1En el séptimo año, Joiada demostró su fuerza y entró en un pacto con los comandantes de cientos: Azarías hijo de Jeroham, Ismael hijo de Johanán, Azarías hijo de Obed, Maasías hijo de Adaía y Elisafat hijo de Zicri.
2Ellos entraron en Judá y reunieron a los levitas de todas las ciudades de Judá, como también a los jefes de las casas ancestrales de Israel, y ellos vinieron a Jerusalén.
3Toda la asamblea hizo un pacto con el rey en la casa de Dios. Joiada les dijo: "Miren, el hijo del rey reinará, como el SEÑOR había dicho en cuanto a los descendientes de David.
4Esto es lo que tienen que hacer: un tercio de sus sacerdotes y de los levitas que vienen a servir en el Sábado, serán los guardias en las puertas.
5Otro tercio estará en la casa del rey, y el otro tercio estará en la Puerta del Fundamento. Todo el pueblo estará en el patio de la casa del SEÑOR.
6No permitan entrar a nadie en la casa del SEÑOR, excepto a los sacerdotes y los levitas quienes están sirviendo. Ellos pueden entrar porque ellos están consagrados, pero todas las demás personas tienen que obedecer los mandamientos del SEÑOR.
7Los levitas tienen que rodear al rey en todos lados, cada hombre con su arma en su mano. A quien sea que entre en la casa, dejen que sea asesinado. Permanezcan con el rey cuando él entre y cuando él salga."
8Así que los levitas y todo Judá sirvieron en toda forma de la manera que ordenó Joiada el sacerdote. Cada uno tomó sus hombres, aquellos quienes iban a entrar a servir en el Sábado, y aquellos quienes se iban por haber servido en el Sábado, porque Joiada, el sacerdote, no había excusado a ninguna de sus divisiones.
9Luego Joiada, el sacerdote, les trajo a los comandantes lanzas y escudos pequeños y grandes que habían sido del Rey David que estaban en la casa de Dios.
10Joiada colocó a todos los soldados, cada hombre con su arma en su mano, desde el lado derecho del templo hasta el lado izquierdo del templo, junto al altar y el templo, rodeando al rey.
11Entonces, ellos trajeron al hijo del rey, pusieron la corona sobre él, y le dieron los decretos del pacto. Entonces ellos lo hicieron rey, y Joiada y sus hijos lo ungieron. Entonces ellos dijeron: "Larga vida al rey."
12Cuando Atalía escuchó el ruido del pueblo corriendo y alabando al rey, ella vino al pueblo en la casa del SEÑOR.

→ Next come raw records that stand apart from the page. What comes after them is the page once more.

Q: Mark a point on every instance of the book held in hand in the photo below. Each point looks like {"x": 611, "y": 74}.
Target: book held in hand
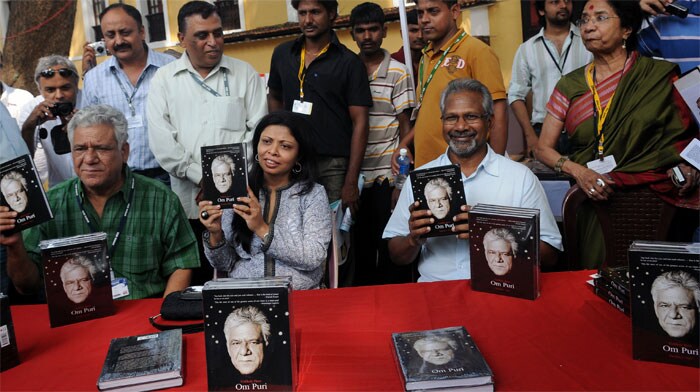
{"x": 23, "y": 193}
{"x": 664, "y": 280}
{"x": 440, "y": 190}
{"x": 77, "y": 278}
{"x": 441, "y": 358}
{"x": 224, "y": 173}
{"x": 143, "y": 363}
{"x": 248, "y": 334}
{"x": 504, "y": 250}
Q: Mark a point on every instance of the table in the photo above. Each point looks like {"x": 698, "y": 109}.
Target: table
{"x": 568, "y": 339}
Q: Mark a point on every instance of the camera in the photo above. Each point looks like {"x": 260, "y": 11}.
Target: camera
{"x": 61, "y": 109}
{"x": 677, "y": 10}
{"x": 100, "y": 49}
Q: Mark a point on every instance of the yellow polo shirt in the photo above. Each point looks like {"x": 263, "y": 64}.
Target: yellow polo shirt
{"x": 470, "y": 58}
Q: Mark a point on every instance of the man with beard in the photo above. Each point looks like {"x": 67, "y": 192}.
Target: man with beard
{"x": 539, "y": 63}
{"x": 123, "y": 80}
{"x": 467, "y": 118}
{"x": 317, "y": 76}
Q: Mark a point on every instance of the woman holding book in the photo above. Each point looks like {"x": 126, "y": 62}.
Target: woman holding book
{"x": 283, "y": 226}
{"x": 625, "y": 123}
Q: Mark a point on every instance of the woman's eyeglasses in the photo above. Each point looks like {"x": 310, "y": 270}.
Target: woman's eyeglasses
{"x": 50, "y": 72}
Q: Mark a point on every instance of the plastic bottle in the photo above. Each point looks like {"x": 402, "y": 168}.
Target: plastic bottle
{"x": 404, "y": 168}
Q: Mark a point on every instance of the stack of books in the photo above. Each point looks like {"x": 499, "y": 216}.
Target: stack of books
{"x": 143, "y": 363}
{"x": 248, "y": 334}
{"x": 612, "y": 284}
{"x": 441, "y": 360}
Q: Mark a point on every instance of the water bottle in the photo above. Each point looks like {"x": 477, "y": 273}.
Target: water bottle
{"x": 404, "y": 168}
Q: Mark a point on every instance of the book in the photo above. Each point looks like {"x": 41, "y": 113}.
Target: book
{"x": 504, "y": 250}
{"x": 224, "y": 173}
{"x": 77, "y": 278}
{"x": 22, "y": 191}
{"x": 248, "y": 333}
{"x": 9, "y": 355}
{"x": 664, "y": 292}
{"x": 440, "y": 190}
{"x": 143, "y": 362}
{"x": 440, "y": 358}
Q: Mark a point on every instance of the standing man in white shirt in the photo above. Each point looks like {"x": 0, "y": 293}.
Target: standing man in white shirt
{"x": 539, "y": 63}
{"x": 12, "y": 98}
{"x": 201, "y": 99}
{"x": 123, "y": 80}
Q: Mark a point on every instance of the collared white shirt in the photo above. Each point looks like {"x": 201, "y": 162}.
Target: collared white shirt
{"x": 497, "y": 180}
{"x": 534, "y": 68}
{"x": 102, "y": 86}
{"x": 183, "y": 116}
{"x": 14, "y": 99}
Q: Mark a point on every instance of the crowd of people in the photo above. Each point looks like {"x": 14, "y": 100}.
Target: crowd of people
{"x": 123, "y": 154}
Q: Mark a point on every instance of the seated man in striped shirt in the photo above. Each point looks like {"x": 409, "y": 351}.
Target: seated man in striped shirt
{"x": 150, "y": 243}
{"x": 389, "y": 121}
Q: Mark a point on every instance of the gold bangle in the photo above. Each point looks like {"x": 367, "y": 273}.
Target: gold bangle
{"x": 560, "y": 163}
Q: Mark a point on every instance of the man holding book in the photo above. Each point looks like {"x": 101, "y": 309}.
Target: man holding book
{"x": 150, "y": 244}
{"x": 467, "y": 118}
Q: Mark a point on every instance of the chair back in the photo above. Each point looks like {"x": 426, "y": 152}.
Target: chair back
{"x": 629, "y": 215}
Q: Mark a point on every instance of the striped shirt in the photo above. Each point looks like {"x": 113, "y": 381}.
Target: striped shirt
{"x": 156, "y": 240}
{"x": 534, "y": 69}
{"x": 674, "y": 39}
{"x": 102, "y": 86}
{"x": 392, "y": 93}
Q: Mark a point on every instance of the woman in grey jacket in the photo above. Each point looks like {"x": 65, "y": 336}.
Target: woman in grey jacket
{"x": 283, "y": 226}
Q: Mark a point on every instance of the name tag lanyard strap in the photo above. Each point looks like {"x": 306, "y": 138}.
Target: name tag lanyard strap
{"x": 437, "y": 65}
{"x": 122, "y": 222}
{"x": 129, "y": 99}
{"x": 302, "y": 69}
{"x": 213, "y": 92}
{"x": 600, "y": 114}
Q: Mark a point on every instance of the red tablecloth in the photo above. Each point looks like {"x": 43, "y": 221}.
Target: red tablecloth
{"x": 568, "y": 339}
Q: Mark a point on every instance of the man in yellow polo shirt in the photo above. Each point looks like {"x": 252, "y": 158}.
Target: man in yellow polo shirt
{"x": 451, "y": 54}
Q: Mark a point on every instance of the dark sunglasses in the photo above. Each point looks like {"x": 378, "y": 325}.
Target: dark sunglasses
{"x": 50, "y": 72}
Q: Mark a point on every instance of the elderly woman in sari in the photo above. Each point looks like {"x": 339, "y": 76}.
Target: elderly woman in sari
{"x": 625, "y": 122}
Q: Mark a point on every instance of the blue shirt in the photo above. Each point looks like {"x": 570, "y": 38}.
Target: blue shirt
{"x": 674, "y": 39}
{"x": 497, "y": 180}
{"x": 102, "y": 86}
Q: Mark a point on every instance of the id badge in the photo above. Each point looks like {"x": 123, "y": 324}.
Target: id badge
{"x": 120, "y": 288}
{"x": 135, "y": 122}
{"x": 302, "y": 107}
{"x": 602, "y": 167}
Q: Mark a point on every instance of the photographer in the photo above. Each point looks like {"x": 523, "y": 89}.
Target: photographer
{"x": 672, "y": 33}
{"x": 44, "y": 119}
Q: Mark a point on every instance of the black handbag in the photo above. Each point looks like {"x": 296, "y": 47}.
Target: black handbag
{"x": 181, "y": 306}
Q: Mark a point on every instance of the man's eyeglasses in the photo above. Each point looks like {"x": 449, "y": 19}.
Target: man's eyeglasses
{"x": 50, "y": 72}
{"x": 470, "y": 118}
{"x": 596, "y": 20}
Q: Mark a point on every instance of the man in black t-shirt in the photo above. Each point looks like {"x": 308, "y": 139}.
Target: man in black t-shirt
{"x": 319, "y": 77}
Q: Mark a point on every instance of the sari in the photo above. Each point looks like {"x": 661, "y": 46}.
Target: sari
{"x": 647, "y": 127}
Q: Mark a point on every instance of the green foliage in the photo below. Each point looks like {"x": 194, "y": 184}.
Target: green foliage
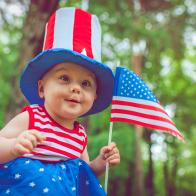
{"x": 168, "y": 68}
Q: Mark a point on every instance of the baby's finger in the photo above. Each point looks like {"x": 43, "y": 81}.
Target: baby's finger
{"x": 38, "y": 135}
{"x": 26, "y": 143}
{"x": 111, "y": 152}
{"x": 19, "y": 150}
{"x": 114, "y": 159}
{"x": 32, "y": 139}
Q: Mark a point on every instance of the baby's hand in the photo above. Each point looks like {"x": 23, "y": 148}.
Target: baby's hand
{"x": 111, "y": 154}
{"x": 26, "y": 141}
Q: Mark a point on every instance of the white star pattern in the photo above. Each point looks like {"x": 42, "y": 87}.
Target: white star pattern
{"x": 32, "y": 184}
{"x": 41, "y": 169}
{"x": 27, "y": 162}
{"x": 45, "y": 190}
{"x": 7, "y": 191}
{"x": 137, "y": 89}
{"x": 63, "y": 166}
{"x": 73, "y": 189}
{"x": 17, "y": 176}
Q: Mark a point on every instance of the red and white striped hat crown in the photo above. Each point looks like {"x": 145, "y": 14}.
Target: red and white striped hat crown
{"x": 72, "y": 35}
{"x": 76, "y": 30}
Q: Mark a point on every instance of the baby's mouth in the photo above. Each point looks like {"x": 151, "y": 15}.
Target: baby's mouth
{"x": 73, "y": 100}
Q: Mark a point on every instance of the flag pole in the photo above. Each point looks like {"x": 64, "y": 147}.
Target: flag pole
{"x": 107, "y": 164}
{"x": 109, "y": 142}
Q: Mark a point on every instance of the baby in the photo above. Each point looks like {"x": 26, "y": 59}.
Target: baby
{"x": 44, "y": 149}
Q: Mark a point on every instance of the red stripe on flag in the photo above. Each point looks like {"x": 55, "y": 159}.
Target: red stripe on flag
{"x": 49, "y": 38}
{"x": 138, "y": 105}
{"x": 82, "y": 32}
{"x": 143, "y": 115}
{"x": 63, "y": 144}
{"x": 151, "y": 126}
{"x": 53, "y": 149}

13Y ella vió, y, contempló al rey que estaba de pie junto a los pilares en la entrada, y los comandantes y los trompeteros estaban junto al rey. Todo el pueblo de la tierra se estaba regocijando y sonando trompetas, y los cantores estaban tocando instrumentos musicales y liderando la canción de alabanza. Entonces, Atalía desgarró sus vestiduras y gritó: "¡Traición! ¡Traición!"
14Entonces Joiada, el sacerdote, trajo a los comandantes de cientos quienes estaban sobre el ejército y les dijo: "Tráiganla de entre las filas; cualquiera que la siga a ella, dejadlo que sea asesinado con espada." Porque el sacerdote había dicho: "No la maten en la casa del SEÑOR."
15Así que ellos hicieron camino para ella, y ella fue por el camino de la Puerta de los Caballos a la casa del rey, y allí ellos la mataron.
16Entonces Joiada hizo un pacto entre él, todo el pueblo y el rey, que ellos serían el pueblo del SEÑOR.
17Así que todo el pueblo fue a la casa de Baal y la derribaron. Ellos rompieron los altares de Baal y sus imágenes en pedazos, y ellos mataron a Matán, el sacerdote de Baal, en frente de aquellos altares.
18Joiada asignó oficiales para la casa del SEÑOR bajo el mando de los sacerdotes, quienes eran levitas, a quienes David había asignado para la casa del SEÑOR, para ofrecer las ofrendas quemadas al SEÑOR, como estaba escrito en la ley de Moisés, juntos con regocijo y canto, como David había dado dirección.
19Joiada estableció guardias en las puertas de la casa del SEÑOR, para que nadie que no estuviese limpio de ninguna manera pudiera entrar.
20Joiada se llevó con él a los comandantes de cientos, los hombres nobles, los gobernadores del pueblo y todas las personas de la tierra. Él bajó al rey de la casa del SEÑOR; el pueblo vino a través de la Puerta Superior de la casa del rey y sentó al rey en el trono del reino.
21Así que todas las personas de la tierra se regocijaron, y la ciudad estaba quieta. En cuanto a Atalía, ellos la habían matado con la espada.